Tuesday, July 5, 2011

In any case

Recently I discovered a new 'case' in the Ik language. 'Case' in linguistics refers to how some languages mark the relationship of nouns to the verb and other words in a sentence. Not all languages have case, for example, English. English usually uses word order to mark relationships, rather than case. Consider the following:

John saw Bill.
Bill saw John.

In these two sentences, the order of the words tells us who is seeing and who is being seen. Though English mostly uses word order, it still has the remnants of a once stronger case system, and these remnants are found in the pronouns:

I/me
(thou/thee)
She/her
He/him
We/us
(you/ye)
They/them

When using a pronoun, English speakers must choose which of the two forms to use, depending on whether it is a subject or object. We can even mix up the word order and still know what is being meant (though we might start sounding like Yoda...):

I saw him.
Him I saw.
Saw I him.

He saw me.
Me he saw.
Saw he me.

Classic European languages like Greek and Latin had well-developed case systems, as do modern ones like German, Hungarian, and Russian. Case languages are actually quite rare in Africa, but Ik is one of them. Until recently Ik was thought to have seven cases, but a few weeks ago a growing suspicion was confirmed that an eighth case was lurking around! The original seven cases include:

Oblique: the basic, unmarked case
Nominative: the subject case
Accusative: the object case
Genitive: the 'of' case
Dative: the indirect object case
Ablative: the 'from' case
Copulative: the 'it is' case

And...drum roll please...the new case: the Instrumental, the 'with' case!

Okay, so to give you a visual of what case looks like, let's take the example of the words 'tree' and 'trees' in Ik (the small vowels are whispered):

CASE Singular Plural Translation

OBL dakᵘ dakwítín TREE(S)
NOM dakwᵃ dakwítínᵃ tree(s)
ACC dakúkᵃ dakwítíníkᵃ tree(s)
GEN dakwí dakwítíní of the tree(s)
DAT dakúkᵉ dakwítíníkᵉ to the tree(s)
ABL dakúu dakwítínu from the tree(s)
INS daku dakwítínᵘ with the tree(s)
COP dakúkᴼ dakwítíníkᴼ it's the tree(s)

Up to now, linguists had thought that the 'instrumental' and 'ablative' cases were one and the same. It was only in hearing Ik spoken that I began to hear the difference. The thing that really tipped me off was hearing the difference between these two:

Atsá bee deikᵒ 'He came on foot (i.e. 'with feet')
Áts'á bee deikaᴼ 'It bit (me) on the feet (i.e. 'from the feet')

Hearing the different pronunciations of the word 'feet/legs', I knew they couldn't be the same case!

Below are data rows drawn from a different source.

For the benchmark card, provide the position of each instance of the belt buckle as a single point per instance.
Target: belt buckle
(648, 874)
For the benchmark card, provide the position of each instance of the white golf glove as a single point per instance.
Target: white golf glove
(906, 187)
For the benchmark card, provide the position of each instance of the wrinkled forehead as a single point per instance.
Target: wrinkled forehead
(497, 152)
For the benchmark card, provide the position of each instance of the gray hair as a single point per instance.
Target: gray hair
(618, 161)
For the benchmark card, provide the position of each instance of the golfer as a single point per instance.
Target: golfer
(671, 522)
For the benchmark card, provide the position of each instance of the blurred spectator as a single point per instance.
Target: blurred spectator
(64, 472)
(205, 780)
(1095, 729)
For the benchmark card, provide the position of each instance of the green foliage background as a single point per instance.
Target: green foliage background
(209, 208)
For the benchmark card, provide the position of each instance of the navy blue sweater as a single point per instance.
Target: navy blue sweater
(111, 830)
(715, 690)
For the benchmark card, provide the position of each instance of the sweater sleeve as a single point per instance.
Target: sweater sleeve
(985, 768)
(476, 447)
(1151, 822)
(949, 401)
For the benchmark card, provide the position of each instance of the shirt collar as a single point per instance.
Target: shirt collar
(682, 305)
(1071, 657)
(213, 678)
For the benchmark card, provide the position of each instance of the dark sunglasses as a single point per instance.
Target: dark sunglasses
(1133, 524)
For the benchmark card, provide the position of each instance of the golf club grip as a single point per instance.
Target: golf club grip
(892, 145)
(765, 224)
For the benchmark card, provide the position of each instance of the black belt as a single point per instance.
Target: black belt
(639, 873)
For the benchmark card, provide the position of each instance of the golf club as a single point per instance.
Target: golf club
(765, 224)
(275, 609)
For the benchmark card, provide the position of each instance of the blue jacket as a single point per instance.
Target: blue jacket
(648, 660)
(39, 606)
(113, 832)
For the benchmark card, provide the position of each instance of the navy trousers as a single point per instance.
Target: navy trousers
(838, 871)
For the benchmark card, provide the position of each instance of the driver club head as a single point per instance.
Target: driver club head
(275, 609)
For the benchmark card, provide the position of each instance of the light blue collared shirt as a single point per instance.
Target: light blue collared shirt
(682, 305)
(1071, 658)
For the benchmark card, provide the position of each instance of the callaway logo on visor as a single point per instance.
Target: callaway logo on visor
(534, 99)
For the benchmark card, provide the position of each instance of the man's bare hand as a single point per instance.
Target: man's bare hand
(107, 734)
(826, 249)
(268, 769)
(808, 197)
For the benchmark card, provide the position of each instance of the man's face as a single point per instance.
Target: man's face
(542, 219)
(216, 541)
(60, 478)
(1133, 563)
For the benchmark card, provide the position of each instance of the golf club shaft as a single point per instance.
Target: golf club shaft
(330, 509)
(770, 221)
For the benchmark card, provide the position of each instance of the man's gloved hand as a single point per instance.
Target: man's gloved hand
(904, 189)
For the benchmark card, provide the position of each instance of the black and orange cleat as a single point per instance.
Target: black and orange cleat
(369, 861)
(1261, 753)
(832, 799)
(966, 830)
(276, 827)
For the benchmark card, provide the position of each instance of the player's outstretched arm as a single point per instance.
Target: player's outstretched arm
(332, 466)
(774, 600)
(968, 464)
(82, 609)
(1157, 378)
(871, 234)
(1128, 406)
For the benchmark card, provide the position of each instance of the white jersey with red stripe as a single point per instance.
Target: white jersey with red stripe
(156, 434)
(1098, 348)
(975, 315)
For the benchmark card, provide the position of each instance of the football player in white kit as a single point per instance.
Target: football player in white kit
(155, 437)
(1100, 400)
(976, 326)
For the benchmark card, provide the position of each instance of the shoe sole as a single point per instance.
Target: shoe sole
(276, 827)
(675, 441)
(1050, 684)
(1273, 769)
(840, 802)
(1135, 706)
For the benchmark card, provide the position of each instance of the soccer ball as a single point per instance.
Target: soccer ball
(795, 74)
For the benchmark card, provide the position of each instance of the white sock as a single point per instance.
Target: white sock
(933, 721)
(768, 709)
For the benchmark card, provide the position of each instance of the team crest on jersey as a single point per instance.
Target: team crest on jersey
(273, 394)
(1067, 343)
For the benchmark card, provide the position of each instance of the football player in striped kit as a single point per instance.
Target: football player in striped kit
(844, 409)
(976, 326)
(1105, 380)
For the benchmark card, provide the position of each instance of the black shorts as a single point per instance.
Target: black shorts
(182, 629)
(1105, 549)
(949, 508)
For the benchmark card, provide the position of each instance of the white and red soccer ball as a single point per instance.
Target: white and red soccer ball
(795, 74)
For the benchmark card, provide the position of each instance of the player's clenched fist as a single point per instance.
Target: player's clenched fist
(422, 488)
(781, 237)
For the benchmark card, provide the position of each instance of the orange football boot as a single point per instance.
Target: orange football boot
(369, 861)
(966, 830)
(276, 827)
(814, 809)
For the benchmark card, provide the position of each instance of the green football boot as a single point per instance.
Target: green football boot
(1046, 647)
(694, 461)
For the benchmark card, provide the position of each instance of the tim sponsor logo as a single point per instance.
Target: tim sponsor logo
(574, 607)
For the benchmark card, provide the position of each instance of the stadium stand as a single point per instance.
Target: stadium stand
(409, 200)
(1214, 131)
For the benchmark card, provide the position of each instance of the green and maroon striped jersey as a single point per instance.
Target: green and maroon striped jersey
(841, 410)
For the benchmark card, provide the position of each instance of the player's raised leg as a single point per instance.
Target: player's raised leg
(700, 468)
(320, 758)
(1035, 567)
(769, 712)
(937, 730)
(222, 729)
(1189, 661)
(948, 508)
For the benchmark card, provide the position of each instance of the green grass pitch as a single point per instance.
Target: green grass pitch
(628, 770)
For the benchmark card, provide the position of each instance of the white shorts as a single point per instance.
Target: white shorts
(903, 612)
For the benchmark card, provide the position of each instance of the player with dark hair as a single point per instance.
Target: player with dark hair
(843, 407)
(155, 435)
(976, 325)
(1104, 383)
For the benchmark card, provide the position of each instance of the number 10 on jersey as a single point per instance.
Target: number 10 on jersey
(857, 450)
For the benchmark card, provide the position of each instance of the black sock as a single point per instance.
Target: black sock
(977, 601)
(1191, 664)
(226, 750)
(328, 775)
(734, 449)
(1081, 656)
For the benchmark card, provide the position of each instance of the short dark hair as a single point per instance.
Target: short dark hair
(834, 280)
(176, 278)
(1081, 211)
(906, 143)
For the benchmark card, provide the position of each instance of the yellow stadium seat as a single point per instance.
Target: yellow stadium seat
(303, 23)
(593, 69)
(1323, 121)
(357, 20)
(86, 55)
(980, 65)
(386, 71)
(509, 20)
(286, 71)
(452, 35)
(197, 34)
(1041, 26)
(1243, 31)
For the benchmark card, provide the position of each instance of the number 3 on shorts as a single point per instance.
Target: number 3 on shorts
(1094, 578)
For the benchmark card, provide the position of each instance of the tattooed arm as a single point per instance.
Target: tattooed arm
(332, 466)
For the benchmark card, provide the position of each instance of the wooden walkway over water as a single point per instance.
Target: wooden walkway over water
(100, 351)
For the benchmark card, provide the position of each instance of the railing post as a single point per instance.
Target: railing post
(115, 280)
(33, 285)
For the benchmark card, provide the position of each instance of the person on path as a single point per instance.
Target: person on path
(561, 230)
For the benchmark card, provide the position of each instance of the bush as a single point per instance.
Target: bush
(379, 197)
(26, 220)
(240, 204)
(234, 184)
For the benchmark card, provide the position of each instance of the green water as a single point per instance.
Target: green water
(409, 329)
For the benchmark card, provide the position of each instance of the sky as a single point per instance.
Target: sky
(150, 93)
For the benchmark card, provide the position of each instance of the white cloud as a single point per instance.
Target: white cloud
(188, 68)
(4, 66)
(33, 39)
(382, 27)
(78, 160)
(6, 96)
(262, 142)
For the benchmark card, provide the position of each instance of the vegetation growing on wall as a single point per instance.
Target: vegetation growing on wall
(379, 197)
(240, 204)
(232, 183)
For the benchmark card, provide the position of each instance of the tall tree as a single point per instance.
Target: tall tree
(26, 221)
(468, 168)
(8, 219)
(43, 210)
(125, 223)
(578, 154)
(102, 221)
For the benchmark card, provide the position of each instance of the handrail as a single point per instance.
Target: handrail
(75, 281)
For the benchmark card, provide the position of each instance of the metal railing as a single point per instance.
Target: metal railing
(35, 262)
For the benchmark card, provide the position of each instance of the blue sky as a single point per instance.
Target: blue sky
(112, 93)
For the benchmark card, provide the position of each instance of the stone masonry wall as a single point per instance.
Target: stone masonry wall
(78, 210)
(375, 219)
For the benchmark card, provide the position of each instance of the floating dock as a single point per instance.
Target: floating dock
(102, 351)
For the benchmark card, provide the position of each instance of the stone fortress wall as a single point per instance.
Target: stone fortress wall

Enough linguistics for now...

4 comments:

The Reeds said...

Wow that is really interesting. You have to have a special brain to figure all of this out. Learning Czech was enough "cases" to last me a life time and frustrated me every day until at last I gave up and just spoke "caseless". I was a rebel like that and just reveled in getting things right "most" of the time.
Happy 4th you two!

Notinthewild said...

What a discovery! It just blows my mind. There's not many "first persons" to discover an ENTIRE CASE in a language anymore. The fact that you are in a place where you could do that AND have the mind/ear that could do that . . . just mind-blowing.

Side note--there is a "copulative" case? funny.

ChadandRachel said...

Yes, do THEY call it copulative? Do they know what they are using???

Really, that is pretty cool. What do they use the oblique case for, I wonder. Looks like the other cases cover most of the functions.

Larry said...

Basically, I'm just amazed..... Awesome Terrill! Nicely done! So excited for you and the translation process.